HBS Says Admits ‘Markedly Higher’ For 2+2 Re-Applicants

HBS is trying to attract undergrad students

HBS is trying to attract undergrad students

Earlier this month, Harvard Business School revealed that one in ten MBA students in this year’s incoming class had been rejected by the school when they first applied. That is an extraordinarily high number of re-applicants who made it through HBS’ admissions screen. At most other business schools, dinged candidates more typically comprise fewer than 10% of the entire applicant pool. At Columbia Business School, for example, re-applicants account for 8% of the entire pool, while at Yale School of Management they are about 6% of the pool.

HBS won’t disclose the number of re-applicants among the 9,686 who applied to the Class of 2017, but it has revealed that 94 of the 937 first year students had been turned down for admission.

In an interview with Poets&Quants, Dee Leopold, managing editor of admissions and financial aid, says that roughly 60% of the re-applicants who enrolled came from the regular applicant pool with the remaining 40% from the school’s 2+2 program which gives a deferred admission to undergraduate seniors who then must gain at least two years of work experience before enrolling in the MBA program.

‘SIGNIFICANT INCREASE IN APPLICATIONS THIS YEAR FROM FORMERLY DENIED 2+2ERS’

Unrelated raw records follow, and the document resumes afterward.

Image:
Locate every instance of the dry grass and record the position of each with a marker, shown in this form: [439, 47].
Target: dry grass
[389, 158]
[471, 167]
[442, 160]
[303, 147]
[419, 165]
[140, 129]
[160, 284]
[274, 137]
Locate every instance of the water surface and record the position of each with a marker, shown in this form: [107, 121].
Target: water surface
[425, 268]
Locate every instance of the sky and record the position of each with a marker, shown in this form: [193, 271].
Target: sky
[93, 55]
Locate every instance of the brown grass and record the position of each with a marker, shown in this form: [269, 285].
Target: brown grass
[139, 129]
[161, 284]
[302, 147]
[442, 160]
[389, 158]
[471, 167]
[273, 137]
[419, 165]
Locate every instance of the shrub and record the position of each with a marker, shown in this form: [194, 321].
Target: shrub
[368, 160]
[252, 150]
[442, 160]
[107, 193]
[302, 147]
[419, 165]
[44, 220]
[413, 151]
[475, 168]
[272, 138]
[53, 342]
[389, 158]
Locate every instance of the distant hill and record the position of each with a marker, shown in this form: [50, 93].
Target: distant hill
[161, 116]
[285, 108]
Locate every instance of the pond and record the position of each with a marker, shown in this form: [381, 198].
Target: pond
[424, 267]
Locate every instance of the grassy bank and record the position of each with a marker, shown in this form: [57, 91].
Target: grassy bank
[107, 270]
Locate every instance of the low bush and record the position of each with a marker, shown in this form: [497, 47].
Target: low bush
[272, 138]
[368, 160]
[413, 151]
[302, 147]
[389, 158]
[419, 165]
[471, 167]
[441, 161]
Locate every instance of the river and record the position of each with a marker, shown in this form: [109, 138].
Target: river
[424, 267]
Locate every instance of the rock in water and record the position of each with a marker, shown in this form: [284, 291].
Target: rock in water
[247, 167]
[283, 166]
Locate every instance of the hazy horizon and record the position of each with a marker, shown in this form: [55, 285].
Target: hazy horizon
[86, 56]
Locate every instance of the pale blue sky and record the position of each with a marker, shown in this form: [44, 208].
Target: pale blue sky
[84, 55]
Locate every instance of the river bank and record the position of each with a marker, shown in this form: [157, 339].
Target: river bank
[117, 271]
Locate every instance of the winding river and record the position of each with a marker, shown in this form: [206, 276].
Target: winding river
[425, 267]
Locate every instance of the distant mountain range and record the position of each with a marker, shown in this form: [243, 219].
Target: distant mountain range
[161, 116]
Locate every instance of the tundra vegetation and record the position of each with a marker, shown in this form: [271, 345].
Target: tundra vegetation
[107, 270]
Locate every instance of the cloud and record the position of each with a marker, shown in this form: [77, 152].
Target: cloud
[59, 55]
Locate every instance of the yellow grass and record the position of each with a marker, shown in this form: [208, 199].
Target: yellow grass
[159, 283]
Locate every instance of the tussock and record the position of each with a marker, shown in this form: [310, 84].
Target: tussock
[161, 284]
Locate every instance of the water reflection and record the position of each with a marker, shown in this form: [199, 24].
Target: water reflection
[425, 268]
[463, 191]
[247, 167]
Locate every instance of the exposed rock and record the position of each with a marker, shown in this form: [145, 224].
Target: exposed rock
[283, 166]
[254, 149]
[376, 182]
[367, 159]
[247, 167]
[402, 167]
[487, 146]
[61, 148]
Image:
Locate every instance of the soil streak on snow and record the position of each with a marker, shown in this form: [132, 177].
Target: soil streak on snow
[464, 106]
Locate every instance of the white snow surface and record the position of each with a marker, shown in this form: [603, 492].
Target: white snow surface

“There was a significant increase this year in applications from formerly denied 2+2ers,” Leopold says. “I hope that means our message is getting across. The deny letter to 2+2ers makes it clear that ‘not now’ does not mean ‘not ever.’ 2=2 would be a dumb idea if all the people who didn’t get into this tiny program went off and thought that HBS was not in their future.”

Indeed, the ‘deny’ letter obtained by Poets&Quants explicitly invites dinged candidates to apply in the future. “Although this is disappointing news, please understand that this letter says “not now” vs. “not ever.” The 2+2 cohort is only a small segment of the Harvard Business School MBA Class of 2020; we hope that you will continue to grow and develop as a student and a leader and consider an application to the MBA Program in the future (see entire letter on next page).

Leopold says that the acceptance rate for former 2+2ers is “markedly higher” for 2+2 re-applicants than it is for re-applicants in the general pool where the acceptance rate would be below the overall 12% level. She says that there are 82 former 2+2ers in the Class of 2017, accounting for 8.8% of the incoming students.